Water is the single most important ingredient for development and stability. Without access to basic water supplies, one is left with ill health, poverty, environmental degradation and even conflict -- all of which in turn lead to greater water stress.

Good governance, though essential, is not enough to cope with these issues. The United Nations has made a Millennium Pledge to reduce by half the number of people in the world without access to improved water and sanitation services by 2015; achieving this will take an estimated US$ 23 billion per year. Access to an adequate supply of good water for basic human needs is a universal human right, and it is the responsibility of everyone that this pledge be kept.

This will be difficult, considering that levels of Official Development Assistance (ODA), which helped finance infrastructure projects -- reached a 20-year low point of $53.1 billion last year.

At the Earth Summit, leaders of developed countries vowed to increase their ODA to 0.7 percent of their GNP. Only five nations have made good on that promise (Denmark, Sweden, Norway, The Netherlands and Luxembourg), while the others have either decreased or frozen their contributions. The OECD average is a pitiful 0.39 percent.

The countries of the North should insist that this trend be reversed, and that their nations live up to their global responsibilities. (It is, perhaps, a small but promising sign that U.S. President George Bush just decided, on March 15, to increase the American development aid budget by $5 billion.)

While insisting that developing nations pay their crippling overseas debts, rich nations should not forget the incalculable ecological debts that they are accruing through over-consumption, particularly the already evident climatic changes directly caused by irresponsible energy policies. The U.S. Senate, for example, voted down higher fuel efficiency standards of the gas-guzzling SUVs that clog the roads of American suburbs).
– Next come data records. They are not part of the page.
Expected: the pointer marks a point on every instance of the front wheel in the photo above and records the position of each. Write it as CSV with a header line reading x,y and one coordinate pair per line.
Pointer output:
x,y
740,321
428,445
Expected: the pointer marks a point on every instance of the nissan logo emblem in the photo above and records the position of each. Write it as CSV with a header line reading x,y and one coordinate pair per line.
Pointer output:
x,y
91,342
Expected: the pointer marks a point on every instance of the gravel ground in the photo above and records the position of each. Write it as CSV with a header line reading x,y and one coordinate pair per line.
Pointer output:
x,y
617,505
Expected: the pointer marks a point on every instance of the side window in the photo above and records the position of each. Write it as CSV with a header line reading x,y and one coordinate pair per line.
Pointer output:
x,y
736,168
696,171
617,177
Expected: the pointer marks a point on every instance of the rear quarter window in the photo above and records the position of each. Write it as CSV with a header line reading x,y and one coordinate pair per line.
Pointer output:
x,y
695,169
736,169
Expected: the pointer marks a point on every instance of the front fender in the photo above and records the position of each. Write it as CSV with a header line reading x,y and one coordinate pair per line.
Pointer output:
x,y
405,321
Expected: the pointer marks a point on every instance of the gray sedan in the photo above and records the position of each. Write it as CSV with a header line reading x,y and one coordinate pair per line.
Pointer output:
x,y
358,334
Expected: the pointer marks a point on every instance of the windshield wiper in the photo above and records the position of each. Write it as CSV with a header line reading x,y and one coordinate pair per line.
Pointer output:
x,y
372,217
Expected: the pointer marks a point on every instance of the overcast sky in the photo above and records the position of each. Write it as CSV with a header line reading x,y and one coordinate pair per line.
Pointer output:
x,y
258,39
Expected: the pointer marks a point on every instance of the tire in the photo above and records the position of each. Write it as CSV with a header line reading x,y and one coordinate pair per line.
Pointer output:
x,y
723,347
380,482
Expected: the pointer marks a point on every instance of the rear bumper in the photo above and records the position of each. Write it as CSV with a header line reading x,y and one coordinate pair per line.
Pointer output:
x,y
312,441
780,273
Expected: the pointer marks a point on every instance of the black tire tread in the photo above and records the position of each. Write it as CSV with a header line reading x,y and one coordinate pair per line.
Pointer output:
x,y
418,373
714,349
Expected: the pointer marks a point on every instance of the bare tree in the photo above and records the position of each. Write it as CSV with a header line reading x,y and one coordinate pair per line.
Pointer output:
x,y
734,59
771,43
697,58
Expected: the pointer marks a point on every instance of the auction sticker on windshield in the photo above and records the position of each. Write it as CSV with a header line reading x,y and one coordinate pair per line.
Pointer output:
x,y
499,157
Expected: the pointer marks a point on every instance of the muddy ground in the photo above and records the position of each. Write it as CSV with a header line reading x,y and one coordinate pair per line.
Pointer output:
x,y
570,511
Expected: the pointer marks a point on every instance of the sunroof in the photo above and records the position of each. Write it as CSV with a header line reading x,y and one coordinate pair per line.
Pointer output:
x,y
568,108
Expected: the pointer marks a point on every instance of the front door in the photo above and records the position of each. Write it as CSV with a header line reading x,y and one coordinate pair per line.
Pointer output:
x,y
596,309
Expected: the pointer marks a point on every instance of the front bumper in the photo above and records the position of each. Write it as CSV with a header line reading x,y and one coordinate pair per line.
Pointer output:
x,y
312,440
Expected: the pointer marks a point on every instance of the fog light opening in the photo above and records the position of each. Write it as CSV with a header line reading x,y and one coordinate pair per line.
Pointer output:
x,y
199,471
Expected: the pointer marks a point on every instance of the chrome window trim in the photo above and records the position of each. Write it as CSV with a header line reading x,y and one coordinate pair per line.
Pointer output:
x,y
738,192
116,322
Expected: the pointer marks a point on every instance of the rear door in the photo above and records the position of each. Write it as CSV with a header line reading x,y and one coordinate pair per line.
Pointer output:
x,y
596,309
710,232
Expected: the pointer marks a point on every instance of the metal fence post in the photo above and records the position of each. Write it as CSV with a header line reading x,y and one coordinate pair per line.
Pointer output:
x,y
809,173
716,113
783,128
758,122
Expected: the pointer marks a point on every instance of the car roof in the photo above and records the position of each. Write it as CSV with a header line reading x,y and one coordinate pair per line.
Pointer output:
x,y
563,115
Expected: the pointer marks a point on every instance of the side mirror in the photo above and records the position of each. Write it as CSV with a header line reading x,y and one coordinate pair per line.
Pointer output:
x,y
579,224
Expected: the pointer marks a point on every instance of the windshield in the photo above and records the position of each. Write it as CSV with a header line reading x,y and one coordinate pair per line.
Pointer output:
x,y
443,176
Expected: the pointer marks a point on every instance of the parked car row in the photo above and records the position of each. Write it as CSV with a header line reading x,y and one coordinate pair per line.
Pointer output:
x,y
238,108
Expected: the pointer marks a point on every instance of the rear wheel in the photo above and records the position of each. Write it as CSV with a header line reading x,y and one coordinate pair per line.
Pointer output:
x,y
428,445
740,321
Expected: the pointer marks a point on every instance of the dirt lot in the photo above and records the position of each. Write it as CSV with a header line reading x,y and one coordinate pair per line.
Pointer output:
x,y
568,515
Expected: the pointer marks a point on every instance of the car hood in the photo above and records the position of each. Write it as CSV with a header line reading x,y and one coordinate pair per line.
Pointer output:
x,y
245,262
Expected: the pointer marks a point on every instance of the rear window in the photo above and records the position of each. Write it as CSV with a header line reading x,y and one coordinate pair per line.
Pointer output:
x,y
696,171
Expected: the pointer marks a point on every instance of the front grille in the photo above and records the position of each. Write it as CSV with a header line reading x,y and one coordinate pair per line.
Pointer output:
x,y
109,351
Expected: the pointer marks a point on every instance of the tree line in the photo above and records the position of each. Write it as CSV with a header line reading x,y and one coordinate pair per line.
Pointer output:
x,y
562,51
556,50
Surely, it is too much to ask that the developing countries not only honor their own debts but also bear the brunt of the over-consumption of the rich.
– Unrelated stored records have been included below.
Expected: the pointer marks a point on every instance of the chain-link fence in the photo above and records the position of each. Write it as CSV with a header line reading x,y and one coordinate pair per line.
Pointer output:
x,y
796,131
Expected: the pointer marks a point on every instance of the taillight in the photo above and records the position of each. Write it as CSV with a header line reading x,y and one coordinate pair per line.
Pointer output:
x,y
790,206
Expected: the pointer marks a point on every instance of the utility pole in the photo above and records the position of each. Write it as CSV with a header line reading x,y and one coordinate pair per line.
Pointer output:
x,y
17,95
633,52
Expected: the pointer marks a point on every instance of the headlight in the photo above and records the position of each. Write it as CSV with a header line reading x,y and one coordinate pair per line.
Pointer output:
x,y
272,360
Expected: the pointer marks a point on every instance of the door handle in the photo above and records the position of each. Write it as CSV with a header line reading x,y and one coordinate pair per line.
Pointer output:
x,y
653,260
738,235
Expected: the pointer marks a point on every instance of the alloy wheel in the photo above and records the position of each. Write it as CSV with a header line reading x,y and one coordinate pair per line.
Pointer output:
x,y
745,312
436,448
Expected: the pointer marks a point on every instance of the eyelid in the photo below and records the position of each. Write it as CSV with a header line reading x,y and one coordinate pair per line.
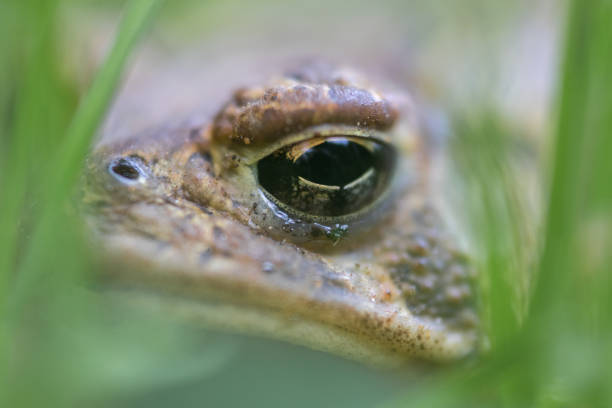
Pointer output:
x,y
251,156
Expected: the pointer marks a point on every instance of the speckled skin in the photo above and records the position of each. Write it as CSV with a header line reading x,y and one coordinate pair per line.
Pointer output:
x,y
197,237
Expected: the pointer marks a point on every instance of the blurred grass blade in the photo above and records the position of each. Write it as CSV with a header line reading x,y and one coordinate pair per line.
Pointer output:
x,y
65,168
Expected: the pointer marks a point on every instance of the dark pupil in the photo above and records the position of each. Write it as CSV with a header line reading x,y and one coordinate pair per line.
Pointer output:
x,y
336,177
334,163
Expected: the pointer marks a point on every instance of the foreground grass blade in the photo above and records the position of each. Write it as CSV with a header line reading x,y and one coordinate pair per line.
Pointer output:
x,y
65,169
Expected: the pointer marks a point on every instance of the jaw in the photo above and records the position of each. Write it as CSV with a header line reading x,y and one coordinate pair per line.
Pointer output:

It would be naive to imagine that our prosperity can continue, or that we can achieve any degree of global security, without meeting these goals. One of the most important lessons of the terrorist attacks of September 11 is that we are all living in one world, and no one can afford to ignore the problems of others, no matter how far away.

Clearly, only globalization that is inclusive and rooted in sustainable development, will work. The current path will only breed resentment, despair and, no doubt, more violence.